Poissons pêchés : Procatopus, Pelvicachromis, Aphyosemion ahli et chromaphyosemion riggenbachi

2ème point de pêche

Ruisseau derrière une maison

Pêche et accès moins sympas

ahli et riggenbachi relâchés

3ème point de pêche

Premières Anubias in natura

ahli et riggenbachi

Ruisseau sympa mais peu de poissons

  • On rentre à 16h30-17h à YABASSI pour trouver un hôtel. On a trouvé un pas top et cher mais pas beaucoup le choix. On se « douche » (filet d’eau froide), on se repose un peu et on s’occupe des poissons.
  • Cyrille et Freddy nous rejoignent à l’hôtel pour aller dîner. Petit resto : poissons grillés et manioc, pas trop mal sauf le manioc. Petite soirée très sympa.
  • 21h : retour à l’hôtel. Catastrophique : des milliers de blattes et des millions de fourmis envahissent ma chambre. Je demande à la direction à changer de chambre en urgence. La responsable de l’hôtel arrive avec sa bombe insecticide, j’éclate de rire et elle ne comprend pas. J’obtiens le changement de chambre.

Lundi 12/01/2026

  • YABASSI à YINGI à YABASSI : un seul trajet en antenne
    •  Allé en voiture jusque YINGI puis jusque NDIKI mais on a dû s’arrêter 10 km avant.
  • Pêches sur le retour
  • Petite entorse au planning, nous sommes allés essayer de trouver Fundulopanchax puerzli, sans succès donc direction YINGI.
    • Poissons rencontrés : riggenbachi, Procatopus, Epyplatys sp.
  • Retour à l’hôtel, et c’est là que les emmerdes continuent. Arrivés à YABASSI, pas d’électricité dans tout le village et donc à l’hôtel. Pas d’électricité = pas de clim et pas d’eau non plus, même froide.
  • On est allé dîner Rue de la Joie, petite ruelle festive avec restos, bars… dans des cabanes de fortune. On a mangé comme la veille : du poisson grillé avec du manioc. On rentre : nuit de merde 35 ° 100 % d’humidité.

Mardi 13/01/2026

  • Après une nuit pourrie, on part direction BAPHANG. Itinéraire inédit, aucun point de pêche répertorié ni connu : on verra bien ce que l’on trouve…
  • Comme la veille, on achète des sardines en boîte et du pain brioché (il n’y avait que ça de toute façon dans la cabane épicerie). On achète aussi des bananes sur la route.
  • Quelques points de pêche : Epiplatys sp et riggenbachi. Le dernier point vers BASSENG à BAKOU, on trouve nos 1ers elberti et peut-être le kekemense, à confirmer.
  • 17h : arrivés à BAFFANG, on trouve un hôtel et on se dit : la routourne, va tourner. La douche nous fait rêver (eau chaude mais quasi aucune pression), chambre correcte mais très bruyante.

Mercredi 14/01/2026

  • Départ vers 8h.
  • 1er point de pêche : on trouve des elberti avec de très très beaux mâles. Ensuite, on trace et je vois Cyrille qui me dit qu’au prochain point de pêche, c’est moi qui m’y colle. Je suis un peu surpris mais rien d’extraordinaire car depuis le début, on sait que chacun pêchera chaque fois qu’il souhaite.
  • Arrivés sur place, juste avant, on prend un « auto-stoppeur » qui va nous accompagner. Je me dis : encore un gars à qui on va devoir donner des tunes pour rien. On arrive sur le lieu de pêche. Cyrille insiste pour que je pêche. Ok, j’enfile mes jambières et je prends notre filet.

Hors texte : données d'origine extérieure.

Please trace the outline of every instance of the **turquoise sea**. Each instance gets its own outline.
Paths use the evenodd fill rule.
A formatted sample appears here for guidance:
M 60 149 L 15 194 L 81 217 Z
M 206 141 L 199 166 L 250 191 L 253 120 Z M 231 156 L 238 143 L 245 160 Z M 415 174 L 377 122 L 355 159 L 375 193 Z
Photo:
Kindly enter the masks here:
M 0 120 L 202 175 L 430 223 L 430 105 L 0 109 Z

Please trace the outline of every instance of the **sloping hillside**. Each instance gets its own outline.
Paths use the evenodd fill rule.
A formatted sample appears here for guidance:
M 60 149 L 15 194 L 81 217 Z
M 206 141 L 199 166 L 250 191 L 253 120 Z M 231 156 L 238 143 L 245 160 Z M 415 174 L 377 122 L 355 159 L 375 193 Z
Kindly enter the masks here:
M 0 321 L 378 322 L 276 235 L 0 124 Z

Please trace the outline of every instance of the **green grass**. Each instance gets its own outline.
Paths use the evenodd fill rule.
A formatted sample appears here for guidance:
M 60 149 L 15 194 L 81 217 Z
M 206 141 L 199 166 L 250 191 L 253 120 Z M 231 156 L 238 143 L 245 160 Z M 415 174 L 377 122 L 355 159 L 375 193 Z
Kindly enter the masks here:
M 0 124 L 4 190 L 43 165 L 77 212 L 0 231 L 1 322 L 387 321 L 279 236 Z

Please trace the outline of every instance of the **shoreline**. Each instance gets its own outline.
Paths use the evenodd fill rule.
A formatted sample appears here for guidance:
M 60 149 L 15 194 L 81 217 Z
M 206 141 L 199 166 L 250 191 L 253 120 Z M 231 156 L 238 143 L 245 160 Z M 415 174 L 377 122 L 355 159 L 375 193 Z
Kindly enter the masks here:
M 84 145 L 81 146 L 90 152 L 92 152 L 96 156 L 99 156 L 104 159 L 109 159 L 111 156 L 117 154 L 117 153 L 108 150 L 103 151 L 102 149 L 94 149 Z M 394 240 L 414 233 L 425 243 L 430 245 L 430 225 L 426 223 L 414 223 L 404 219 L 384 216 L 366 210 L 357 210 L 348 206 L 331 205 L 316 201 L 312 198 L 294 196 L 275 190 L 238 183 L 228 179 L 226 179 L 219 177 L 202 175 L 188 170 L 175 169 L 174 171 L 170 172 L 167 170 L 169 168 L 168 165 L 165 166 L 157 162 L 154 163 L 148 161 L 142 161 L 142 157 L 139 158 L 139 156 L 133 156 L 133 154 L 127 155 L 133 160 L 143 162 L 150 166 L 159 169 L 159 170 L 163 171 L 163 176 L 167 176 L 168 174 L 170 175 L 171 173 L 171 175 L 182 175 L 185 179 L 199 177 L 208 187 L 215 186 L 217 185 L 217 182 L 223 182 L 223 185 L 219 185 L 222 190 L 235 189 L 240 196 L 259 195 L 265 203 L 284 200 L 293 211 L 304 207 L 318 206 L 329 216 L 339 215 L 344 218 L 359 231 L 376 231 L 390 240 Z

Le ruisseau à l’air très vaseux, boueux et assez profond. Je mets un pied dans l’eau puis le second. Je m’enfonce jusqu’à la taille, c’est bon j’ai les bottes pleines d’eau et tout le monde est mort de rire.

1er coup d’épuisette : 5 ou 6 jeunes plutôt gris. Je ne cherche pas à savoir ce que c’est, je les passe à Christophe qui les met en sac. Je continue à pêcher tant bien que mal, j’en attrape 5 ou 6 de plus. Je suis plein de boue, de la tête aux pieds. Christophe me tend alors le sac et me demande d’identifier. Après quelques hésitations, car ils sont tous jeunes et gris, je détecte un mâle et je me rends que ce sont des bamilekorum. ÉNORME SUPRISE !!!!! C’était peu probable qu’on y aille, ce n’était pas dans le circuit d’origine. Je suis comblé.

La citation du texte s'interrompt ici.